His paternal grandparents were George Griswold and Maria Matilda (née Cumming) Griswold.[6] The Griswolds were relatives of American bishops Alexander Viets Griswold, Sheldon Munson Griswold, and Frank Griswold. His maternal grandparents were Mary (née Underhill) Alley and Saul Alley, a commissioner of the Croton Aqueduct.[5] A member of the prominent Griswold Family, his family's wealth originated from the China trade as his father and grandfather were merchants with "N. L. and G. Griswold",[6] which owned clipper ships that imported tea and silks from East Asia.[4] In 1868, he moved with his family to Dresden, Germany, where they remained for five years.[9] He was educated in Vienna, Austria[3] and then in Dresden, where he graduated from the Handelschule in 1875.[2]


Meet of Griswold's Queen's County Hounds, 1913

Griswold was a financier. A friend and cousin of Pierre Lorillard, he served as a director and important executive of the Lorillard Tobacco Company from 1879 to 1893.[2]

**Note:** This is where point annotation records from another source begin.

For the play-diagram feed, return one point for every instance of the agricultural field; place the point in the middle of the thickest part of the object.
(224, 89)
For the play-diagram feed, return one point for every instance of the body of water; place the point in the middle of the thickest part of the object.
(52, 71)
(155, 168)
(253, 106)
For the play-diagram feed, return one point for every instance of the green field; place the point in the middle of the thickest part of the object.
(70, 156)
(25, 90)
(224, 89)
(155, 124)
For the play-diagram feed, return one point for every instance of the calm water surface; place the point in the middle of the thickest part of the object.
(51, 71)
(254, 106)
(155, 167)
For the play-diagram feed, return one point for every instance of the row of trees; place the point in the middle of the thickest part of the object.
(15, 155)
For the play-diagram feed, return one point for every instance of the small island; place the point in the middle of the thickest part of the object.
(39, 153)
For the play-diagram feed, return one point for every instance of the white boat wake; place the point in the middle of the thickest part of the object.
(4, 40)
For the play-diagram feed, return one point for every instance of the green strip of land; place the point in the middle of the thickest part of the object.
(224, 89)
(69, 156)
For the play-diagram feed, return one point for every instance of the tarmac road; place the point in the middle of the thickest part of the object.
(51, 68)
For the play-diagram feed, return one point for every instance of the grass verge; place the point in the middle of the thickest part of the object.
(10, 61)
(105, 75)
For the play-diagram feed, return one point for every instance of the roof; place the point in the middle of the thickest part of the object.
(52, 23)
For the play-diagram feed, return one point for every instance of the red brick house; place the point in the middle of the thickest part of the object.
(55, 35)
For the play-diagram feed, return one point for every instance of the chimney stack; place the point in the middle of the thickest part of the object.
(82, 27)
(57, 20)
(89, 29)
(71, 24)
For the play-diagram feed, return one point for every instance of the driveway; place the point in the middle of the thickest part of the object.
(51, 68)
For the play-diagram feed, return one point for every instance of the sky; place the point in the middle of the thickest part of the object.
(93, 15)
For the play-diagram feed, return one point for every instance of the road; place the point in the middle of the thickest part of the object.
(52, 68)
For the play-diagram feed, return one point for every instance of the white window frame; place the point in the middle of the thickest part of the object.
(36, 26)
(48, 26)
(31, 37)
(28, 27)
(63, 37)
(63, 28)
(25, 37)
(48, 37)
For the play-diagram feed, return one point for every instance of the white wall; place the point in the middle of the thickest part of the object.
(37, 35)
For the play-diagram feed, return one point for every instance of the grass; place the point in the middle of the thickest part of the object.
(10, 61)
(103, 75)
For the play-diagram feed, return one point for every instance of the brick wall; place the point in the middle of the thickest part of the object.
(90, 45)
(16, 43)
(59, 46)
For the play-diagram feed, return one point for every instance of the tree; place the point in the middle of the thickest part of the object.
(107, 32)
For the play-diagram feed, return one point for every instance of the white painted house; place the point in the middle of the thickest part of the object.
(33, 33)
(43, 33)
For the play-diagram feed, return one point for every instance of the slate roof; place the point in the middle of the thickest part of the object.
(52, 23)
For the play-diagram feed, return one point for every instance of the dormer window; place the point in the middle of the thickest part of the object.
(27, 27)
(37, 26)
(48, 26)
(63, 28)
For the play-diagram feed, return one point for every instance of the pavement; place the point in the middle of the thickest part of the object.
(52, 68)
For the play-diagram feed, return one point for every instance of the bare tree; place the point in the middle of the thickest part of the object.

He was also a writer, publishing several well known works including The International Polo Cup, a history of the event from their beginning through 1927;[3] as well as Sport on Land and Water: Recollections of Frank Gray Griswold, privately published in 1913, 1915, 1916, 1916, 1917, 1920, 1923, and 1931; Horses and Hounds: Recollections of Frank Gray Griswold, published by Harper & Brothers in 1926; After Thoughts: Recollections of Frank Gray Griswold, also published by Harper & Brothers in 1936.[10] He occasionally wrote under the pseudonym "Anthony Ashley, Jr."[3]

Society life


In 1892, the bachelor Griswold was included in Ward McAllister's "Four Hundred", purported to be an index of New York's best families, published in The New York Times.[11][12] Conveniently, 400 was the number of people that could fit into Mrs. Astor's ballroom.[13] For several years, he was well known as a cotillion leader,[14] and "long occupied a place in the inner circle of New York clubmen and aristocratic sportsmen."[15]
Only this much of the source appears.